What To Do With Your ‘Locker-Room-Talking’ Donald Trump Man

The Donald was exposed – yet again – as a nasty man on the Billy Bush video when he was caught engaging in what he called “locker-room” talk about grabbing women’s privates.  Men – especially athletes – came running out to announce they never engage in such dirty talk (especially about sexual assault) – even in the locker room. But, ladies, I’m here to tell you that this type of talk happens all the time – between men, and yes with women, too. Let’s not be so self-righteous. Men do brag about what they have done (consensually) or what they would like to do with a woman or think they can get away with. And, it can get graphic. And funny.

Ladies, I confess I’ve chuckled along with a few men who’ve confided in me what they’d like to do with various women. I remember a guy friend in grad school sharing with me his views on which women he thought were easy and which ones he thought would never “put out.” He said one woman “looks like she could take on a whole football team.”  Barely over 20 and inexperienced, I thought about this comment and found it hilarious. The woman had swagger and bravado. I didn’t know what a woman “who could take on a whole football team,” looked like. But, I thought it would definitely be her with her “devil-may-care,” ultra confident and ambitious, ultra sexy look. She could do one man after the other and still want more. My friend and I laughed about this for months.  My feminist self felt ashamed about laughing but my carefree self said, “This is all in fun. It’s just a joke shared between two friends.” Besides, although the man obviously had sexist views about women – he was hot!. And, I thought he was flirting with me. (Not.) I liked the attention.

Looking back on this, I think it’s too bad I didn’t have the confidence this woman had.
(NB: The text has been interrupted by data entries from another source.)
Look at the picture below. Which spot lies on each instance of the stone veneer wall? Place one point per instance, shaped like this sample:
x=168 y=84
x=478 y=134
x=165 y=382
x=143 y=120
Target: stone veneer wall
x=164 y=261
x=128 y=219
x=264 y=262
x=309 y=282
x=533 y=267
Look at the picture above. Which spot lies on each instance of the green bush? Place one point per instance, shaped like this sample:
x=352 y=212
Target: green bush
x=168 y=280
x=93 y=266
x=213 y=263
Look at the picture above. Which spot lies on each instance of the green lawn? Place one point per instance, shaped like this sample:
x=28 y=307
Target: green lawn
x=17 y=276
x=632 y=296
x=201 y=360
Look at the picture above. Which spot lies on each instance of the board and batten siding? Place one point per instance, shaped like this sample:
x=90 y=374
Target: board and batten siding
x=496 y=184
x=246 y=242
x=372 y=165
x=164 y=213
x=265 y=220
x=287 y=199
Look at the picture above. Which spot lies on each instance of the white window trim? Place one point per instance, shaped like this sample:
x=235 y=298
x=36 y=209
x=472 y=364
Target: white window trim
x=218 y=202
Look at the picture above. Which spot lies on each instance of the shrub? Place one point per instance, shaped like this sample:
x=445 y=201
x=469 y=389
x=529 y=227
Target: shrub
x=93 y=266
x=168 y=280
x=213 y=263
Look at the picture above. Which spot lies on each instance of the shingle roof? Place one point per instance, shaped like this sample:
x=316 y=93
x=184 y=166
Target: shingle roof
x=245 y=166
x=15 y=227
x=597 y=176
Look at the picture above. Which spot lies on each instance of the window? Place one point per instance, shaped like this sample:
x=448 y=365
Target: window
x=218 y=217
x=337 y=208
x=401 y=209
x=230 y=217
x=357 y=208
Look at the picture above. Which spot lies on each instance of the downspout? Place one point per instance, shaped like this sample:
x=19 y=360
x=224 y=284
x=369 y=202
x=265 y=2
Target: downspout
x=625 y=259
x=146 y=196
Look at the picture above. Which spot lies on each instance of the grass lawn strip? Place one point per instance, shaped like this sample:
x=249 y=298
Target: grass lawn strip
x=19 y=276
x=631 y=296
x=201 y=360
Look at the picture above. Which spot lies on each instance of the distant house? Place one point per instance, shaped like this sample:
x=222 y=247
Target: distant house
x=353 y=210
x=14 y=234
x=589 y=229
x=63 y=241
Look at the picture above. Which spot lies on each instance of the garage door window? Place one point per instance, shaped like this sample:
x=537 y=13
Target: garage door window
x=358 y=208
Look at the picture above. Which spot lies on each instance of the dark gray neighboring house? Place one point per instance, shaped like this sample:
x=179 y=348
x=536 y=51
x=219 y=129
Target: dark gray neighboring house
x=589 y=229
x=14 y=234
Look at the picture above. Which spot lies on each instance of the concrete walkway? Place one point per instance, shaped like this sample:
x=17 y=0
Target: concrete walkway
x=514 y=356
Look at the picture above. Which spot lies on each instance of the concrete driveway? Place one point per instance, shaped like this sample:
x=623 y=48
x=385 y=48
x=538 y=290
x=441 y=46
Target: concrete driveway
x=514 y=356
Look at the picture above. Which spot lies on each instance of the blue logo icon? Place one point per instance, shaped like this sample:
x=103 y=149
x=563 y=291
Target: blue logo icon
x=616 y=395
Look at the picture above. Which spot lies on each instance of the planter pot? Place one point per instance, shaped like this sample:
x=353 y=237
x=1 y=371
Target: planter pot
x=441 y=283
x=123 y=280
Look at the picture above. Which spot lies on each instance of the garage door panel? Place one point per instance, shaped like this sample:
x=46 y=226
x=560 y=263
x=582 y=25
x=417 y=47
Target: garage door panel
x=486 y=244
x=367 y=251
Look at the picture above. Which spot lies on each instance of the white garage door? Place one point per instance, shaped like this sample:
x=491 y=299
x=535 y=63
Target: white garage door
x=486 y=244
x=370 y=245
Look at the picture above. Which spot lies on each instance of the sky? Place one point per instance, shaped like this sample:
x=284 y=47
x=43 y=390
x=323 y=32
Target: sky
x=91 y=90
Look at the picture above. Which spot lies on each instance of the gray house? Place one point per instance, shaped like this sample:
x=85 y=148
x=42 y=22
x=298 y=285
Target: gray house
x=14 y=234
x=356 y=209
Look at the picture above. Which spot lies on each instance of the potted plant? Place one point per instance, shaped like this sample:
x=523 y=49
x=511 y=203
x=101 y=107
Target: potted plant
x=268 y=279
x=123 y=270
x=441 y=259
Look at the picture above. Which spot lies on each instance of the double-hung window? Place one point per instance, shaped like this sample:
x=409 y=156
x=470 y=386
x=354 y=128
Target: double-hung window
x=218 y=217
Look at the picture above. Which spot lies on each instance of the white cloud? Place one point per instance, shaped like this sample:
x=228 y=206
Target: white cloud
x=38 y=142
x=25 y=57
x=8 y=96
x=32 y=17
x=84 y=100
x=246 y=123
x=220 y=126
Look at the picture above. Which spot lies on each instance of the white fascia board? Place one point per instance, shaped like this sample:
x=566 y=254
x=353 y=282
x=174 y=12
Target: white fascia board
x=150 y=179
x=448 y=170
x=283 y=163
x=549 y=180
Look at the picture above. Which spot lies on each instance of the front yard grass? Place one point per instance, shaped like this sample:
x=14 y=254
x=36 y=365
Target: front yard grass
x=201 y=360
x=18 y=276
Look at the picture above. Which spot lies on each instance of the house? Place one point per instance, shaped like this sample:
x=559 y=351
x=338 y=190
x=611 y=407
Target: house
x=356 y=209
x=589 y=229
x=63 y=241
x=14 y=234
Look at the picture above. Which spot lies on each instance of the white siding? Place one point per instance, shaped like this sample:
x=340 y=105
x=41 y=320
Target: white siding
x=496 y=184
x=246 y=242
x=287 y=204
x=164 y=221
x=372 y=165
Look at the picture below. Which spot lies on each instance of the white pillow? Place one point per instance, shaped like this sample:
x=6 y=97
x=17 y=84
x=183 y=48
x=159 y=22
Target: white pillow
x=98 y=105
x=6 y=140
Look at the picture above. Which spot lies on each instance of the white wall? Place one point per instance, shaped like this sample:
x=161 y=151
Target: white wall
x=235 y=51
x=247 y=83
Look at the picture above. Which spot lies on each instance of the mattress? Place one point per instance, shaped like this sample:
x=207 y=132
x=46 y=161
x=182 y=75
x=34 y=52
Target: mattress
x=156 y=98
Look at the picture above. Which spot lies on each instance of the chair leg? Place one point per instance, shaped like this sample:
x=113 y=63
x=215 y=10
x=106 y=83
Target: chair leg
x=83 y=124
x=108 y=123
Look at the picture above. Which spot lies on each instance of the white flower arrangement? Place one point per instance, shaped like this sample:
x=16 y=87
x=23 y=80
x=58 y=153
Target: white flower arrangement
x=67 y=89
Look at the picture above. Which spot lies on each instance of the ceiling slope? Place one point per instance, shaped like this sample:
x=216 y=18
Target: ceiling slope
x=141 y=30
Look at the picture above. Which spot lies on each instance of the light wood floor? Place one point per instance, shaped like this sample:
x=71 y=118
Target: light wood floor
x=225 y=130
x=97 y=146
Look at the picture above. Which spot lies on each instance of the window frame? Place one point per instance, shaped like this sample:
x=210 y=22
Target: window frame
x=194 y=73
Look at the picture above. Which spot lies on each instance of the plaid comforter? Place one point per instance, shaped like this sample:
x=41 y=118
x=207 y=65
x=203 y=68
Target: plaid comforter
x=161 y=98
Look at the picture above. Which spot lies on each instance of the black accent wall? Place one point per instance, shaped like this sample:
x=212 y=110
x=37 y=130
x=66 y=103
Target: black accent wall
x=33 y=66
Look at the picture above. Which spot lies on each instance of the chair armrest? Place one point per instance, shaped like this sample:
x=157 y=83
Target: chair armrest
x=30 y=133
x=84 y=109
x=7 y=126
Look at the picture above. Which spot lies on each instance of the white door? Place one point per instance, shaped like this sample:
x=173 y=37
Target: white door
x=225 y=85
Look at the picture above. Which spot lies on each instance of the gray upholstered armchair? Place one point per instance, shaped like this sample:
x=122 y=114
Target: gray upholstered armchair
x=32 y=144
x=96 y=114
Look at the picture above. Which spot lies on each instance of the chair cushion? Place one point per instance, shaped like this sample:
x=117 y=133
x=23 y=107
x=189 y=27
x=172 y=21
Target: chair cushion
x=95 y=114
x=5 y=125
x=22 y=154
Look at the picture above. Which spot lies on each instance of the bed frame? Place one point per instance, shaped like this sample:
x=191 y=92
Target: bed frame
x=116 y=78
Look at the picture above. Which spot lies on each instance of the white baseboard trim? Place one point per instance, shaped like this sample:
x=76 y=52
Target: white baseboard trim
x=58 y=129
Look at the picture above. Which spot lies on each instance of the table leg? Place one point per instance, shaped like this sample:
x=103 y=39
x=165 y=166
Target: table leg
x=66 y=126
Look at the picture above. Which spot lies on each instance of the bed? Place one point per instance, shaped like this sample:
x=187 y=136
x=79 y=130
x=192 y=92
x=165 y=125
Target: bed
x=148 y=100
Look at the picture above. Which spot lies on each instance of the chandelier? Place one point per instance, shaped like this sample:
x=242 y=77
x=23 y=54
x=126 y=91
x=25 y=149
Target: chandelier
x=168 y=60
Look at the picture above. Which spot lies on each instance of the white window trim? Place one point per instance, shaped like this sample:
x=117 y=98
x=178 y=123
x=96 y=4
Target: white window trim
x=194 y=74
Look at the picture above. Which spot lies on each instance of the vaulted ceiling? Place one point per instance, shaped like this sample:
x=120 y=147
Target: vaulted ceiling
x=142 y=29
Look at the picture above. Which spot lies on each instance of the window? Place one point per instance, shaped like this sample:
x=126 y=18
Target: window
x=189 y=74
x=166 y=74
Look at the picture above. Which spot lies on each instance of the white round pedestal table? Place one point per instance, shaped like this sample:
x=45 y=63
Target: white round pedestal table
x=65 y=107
I’m sure her confidence took her far.  (She’s probably doing more than writing SuzyKnew!)

And, I wonder what happened to my guy friend. I ask friends about him but no one has seen him. Was he able to find true love or did his insecurity and limited view of women prevent him from forming a deep relationship? Is he sitting at home thinking about all the “locker-room” talk he’s engaged in, including our conversations, feeling embarrassed about sounding like Donald Trump? Does he realize that like The Donald, he, too, may lack the temperament to be president of the United States?

He’s not alone, and we women are a part of the conversation.